Publication year - 2005
Publication title -
vadose zone journal
Language(s) - English
Resource type - Journals
SCImago Journal Rank - 1.036
H-Index - 81
ISSN - 1539-1663
DOI - 10.2136/vzj2004.0121
Subject(s) - porosity , geology , permeability (electromagnetism) , basalt , groundwater , canyon , hydraulic conductivity , hydrology (agriculture) , groundwater flow , tracer , soil science , mineralogy , aquifer , geotechnical engineering , geomorphology , geochemistry , physics , chemistry , biochemistry , membrane , nuclear physics , soil water
Field observations of bromide transport in the unsaturated zone are used to constrain simulations that provide estimates of bulk porosity and permeability for the Cerros del Rio.

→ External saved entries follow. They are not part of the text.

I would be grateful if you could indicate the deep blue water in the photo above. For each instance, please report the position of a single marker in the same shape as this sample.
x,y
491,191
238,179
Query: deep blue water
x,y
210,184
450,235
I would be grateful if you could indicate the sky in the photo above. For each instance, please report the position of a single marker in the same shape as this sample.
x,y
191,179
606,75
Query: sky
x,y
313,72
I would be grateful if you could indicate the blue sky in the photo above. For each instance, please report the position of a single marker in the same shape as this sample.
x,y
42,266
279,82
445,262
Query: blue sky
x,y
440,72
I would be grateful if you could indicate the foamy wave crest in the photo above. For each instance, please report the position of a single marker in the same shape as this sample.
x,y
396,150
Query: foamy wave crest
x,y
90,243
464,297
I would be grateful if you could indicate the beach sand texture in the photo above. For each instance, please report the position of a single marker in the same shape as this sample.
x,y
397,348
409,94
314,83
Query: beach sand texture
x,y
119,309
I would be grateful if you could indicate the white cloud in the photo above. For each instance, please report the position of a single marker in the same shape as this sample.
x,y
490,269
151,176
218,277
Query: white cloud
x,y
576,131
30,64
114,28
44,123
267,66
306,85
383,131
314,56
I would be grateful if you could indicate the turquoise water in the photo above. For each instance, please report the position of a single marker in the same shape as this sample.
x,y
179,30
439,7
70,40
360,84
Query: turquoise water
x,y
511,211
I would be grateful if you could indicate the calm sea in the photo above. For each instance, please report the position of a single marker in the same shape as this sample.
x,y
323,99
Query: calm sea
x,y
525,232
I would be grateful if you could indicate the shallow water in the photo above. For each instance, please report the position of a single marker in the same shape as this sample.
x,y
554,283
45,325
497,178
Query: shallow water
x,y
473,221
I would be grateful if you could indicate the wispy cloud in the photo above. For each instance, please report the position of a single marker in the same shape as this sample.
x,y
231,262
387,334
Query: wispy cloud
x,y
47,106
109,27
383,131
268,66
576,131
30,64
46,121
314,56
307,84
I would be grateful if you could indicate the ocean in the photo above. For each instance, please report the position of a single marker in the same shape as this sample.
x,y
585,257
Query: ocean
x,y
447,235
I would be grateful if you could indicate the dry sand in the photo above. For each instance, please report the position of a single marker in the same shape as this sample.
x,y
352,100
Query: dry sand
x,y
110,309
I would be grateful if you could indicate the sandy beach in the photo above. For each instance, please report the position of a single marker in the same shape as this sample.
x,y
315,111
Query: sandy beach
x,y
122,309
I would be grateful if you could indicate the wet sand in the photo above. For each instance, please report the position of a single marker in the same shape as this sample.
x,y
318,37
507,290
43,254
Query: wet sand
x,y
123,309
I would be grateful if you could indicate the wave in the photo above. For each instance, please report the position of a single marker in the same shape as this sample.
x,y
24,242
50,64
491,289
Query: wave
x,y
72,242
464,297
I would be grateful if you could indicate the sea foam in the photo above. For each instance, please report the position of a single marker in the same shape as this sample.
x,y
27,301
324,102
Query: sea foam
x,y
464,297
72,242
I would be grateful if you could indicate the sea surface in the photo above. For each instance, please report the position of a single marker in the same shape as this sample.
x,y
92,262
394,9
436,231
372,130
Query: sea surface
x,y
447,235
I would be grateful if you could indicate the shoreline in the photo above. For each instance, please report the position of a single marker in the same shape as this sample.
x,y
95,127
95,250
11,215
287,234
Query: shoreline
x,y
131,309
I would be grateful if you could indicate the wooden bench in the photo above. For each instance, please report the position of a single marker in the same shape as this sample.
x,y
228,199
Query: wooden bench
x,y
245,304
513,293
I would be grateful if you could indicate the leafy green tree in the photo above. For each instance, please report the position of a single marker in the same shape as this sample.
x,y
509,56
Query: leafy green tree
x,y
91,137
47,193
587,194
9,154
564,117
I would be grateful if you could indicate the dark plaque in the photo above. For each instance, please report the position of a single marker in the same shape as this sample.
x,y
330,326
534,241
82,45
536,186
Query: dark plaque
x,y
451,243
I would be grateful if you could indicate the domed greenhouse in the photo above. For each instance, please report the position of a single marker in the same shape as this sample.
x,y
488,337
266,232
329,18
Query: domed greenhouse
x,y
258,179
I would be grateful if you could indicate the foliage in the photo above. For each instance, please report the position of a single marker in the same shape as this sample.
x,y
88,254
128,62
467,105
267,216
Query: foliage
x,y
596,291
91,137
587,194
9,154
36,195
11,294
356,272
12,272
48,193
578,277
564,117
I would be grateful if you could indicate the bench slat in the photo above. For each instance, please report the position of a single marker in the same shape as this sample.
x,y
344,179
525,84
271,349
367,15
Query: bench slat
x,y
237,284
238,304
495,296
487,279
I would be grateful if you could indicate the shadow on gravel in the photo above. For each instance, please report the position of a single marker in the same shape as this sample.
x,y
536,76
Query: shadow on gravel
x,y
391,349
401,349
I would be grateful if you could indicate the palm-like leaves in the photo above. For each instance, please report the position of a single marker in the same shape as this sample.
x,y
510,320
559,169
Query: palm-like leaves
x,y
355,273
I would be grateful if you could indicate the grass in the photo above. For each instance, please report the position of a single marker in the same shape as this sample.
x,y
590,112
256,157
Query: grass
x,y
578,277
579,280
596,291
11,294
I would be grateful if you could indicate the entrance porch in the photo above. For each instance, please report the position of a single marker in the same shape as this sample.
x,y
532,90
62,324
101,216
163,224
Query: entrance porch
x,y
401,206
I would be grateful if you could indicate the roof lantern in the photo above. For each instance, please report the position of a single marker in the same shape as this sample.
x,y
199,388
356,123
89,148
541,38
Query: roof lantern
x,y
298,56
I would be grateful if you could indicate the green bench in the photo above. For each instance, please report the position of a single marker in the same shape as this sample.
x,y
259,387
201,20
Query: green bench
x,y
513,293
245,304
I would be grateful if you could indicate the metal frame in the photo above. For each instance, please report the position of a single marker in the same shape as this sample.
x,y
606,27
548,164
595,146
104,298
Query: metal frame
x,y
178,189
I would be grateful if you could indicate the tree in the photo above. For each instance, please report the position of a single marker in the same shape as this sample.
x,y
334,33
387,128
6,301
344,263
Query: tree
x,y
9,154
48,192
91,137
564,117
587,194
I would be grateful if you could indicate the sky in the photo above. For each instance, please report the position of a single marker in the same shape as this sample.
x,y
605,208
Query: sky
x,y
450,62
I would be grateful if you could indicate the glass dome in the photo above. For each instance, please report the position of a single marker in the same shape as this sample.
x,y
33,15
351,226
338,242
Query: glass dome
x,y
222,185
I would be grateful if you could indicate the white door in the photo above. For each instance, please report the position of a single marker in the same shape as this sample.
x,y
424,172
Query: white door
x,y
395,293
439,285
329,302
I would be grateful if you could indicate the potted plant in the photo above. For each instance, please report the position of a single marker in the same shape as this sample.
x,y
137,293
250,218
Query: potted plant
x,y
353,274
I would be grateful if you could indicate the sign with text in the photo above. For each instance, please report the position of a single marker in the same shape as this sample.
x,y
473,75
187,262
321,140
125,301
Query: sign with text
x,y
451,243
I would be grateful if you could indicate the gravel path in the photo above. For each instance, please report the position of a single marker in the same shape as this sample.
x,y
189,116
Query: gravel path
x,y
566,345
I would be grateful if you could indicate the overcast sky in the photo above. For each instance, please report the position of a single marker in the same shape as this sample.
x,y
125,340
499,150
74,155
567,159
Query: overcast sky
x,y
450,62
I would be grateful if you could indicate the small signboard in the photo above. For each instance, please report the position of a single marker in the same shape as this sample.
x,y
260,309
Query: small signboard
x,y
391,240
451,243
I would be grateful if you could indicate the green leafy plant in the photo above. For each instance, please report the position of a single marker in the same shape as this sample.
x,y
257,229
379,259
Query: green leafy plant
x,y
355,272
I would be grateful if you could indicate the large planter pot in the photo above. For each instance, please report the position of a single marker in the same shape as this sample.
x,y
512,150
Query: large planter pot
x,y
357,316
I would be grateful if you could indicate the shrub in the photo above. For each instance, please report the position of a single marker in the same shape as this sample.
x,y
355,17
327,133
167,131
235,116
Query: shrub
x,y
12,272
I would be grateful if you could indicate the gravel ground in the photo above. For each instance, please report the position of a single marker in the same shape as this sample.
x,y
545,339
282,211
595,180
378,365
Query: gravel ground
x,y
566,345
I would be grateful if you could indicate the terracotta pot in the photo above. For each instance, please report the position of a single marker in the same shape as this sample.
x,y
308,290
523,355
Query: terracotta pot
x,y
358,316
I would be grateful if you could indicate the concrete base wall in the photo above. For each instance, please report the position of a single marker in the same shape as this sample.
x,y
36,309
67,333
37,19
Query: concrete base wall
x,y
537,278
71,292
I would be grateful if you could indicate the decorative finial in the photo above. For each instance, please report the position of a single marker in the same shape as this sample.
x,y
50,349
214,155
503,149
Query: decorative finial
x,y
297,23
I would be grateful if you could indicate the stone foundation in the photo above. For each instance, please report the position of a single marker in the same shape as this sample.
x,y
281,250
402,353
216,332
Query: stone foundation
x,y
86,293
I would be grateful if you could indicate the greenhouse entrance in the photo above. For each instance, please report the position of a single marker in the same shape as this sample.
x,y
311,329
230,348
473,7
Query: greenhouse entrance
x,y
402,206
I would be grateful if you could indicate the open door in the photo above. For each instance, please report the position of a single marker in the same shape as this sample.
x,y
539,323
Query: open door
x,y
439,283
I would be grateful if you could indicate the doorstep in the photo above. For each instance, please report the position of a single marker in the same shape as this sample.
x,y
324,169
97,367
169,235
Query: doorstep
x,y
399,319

The Cerros del Rio basalt is of particular interest because it underlies many of the potential waste sites at the Los Alamos National Laboratory. A highly simplified model is able to capture the general behavior of the breakthrough data. The simplifying assumption is that the basalt can be modeled as a homogeneous continuum with high permeability and low porosity. We estimate that the permeability of the bulk rock is 10 −11 to 10 −12 m 2 , whereas the porosity is estimated to lie between 0.001 and 0.01. The porosity estimates from this study are particularly useful for kilometer‐scale simulations that include flow and transport through the Cerros del Rio basalt because estimates based on other methods, such as core testing, are highly scale dependent and should not be extrapolated to larger scales. Although this model does not include the complex physics of flow in the fractured basalt, it is useful for simulations on the kilometer scale that require averaging of rock properties and optimization of computational speed. The porosity and permeability values obtained from this analysis will help to weight probability distributions used in the kilometer‐scale simulations of contaminant transport.